2
$\begingroup$

I'm almost certain that $$\sum_{n=1}^{\infty}\frac{3\ln(n)}{n^7}$$ converges. However, WebWork tells me that this is incorrect. I have been in that situation before but I obviously can't assume that I'm right and the computer is wrong based on that.

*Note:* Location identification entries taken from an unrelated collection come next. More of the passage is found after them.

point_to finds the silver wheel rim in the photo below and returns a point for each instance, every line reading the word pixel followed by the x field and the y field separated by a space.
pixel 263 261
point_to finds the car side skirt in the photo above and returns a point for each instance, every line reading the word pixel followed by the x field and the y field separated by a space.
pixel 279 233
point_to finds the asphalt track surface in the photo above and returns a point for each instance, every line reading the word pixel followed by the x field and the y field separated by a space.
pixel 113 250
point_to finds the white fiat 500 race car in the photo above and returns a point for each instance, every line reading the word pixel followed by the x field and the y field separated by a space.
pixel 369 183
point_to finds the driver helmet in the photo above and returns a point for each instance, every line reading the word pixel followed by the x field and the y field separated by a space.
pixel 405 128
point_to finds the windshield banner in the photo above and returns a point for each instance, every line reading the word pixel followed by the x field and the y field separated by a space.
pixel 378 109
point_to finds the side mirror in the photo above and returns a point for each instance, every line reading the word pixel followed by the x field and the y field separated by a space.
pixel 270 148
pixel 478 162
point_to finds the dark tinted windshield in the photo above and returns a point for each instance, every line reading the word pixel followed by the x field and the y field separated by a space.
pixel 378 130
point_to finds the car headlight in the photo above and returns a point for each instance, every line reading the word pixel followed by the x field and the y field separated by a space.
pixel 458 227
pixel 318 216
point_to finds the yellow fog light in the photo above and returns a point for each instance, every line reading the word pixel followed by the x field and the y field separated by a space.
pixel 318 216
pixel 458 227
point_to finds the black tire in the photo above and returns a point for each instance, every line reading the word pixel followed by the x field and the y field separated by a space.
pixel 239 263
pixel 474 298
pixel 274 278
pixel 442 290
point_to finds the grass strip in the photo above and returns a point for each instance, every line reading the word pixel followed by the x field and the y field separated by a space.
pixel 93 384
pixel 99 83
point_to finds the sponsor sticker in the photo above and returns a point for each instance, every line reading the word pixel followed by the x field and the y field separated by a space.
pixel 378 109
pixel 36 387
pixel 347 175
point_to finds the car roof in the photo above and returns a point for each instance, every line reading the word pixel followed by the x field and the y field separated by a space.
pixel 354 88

I don't know how the system work and I'm not sure whether what I do is correct anymore.

By the $p$-test, I know $$3\sum_{n=1}^{\infty}\frac{1}{n^7}$$ converges. I also know that $\ln(n)$ grow very slowly so I use the comparison $\ln(n)\le Cn$ which I think will not change that fact that the sum converges such that $$\sum_{n=1}^\infty\frac{3\ln(n)}{n^7}\le \sum_{n=1}^\infty\frac{Cn}{n^7}= C\sum_{n=1}^\infty\frac 1{n^6}\lt\infty$$ which makes me quite certain that $\sum_{n=1}^{\infty}\frac{3\ln(n)}{n^7}$ is convergent.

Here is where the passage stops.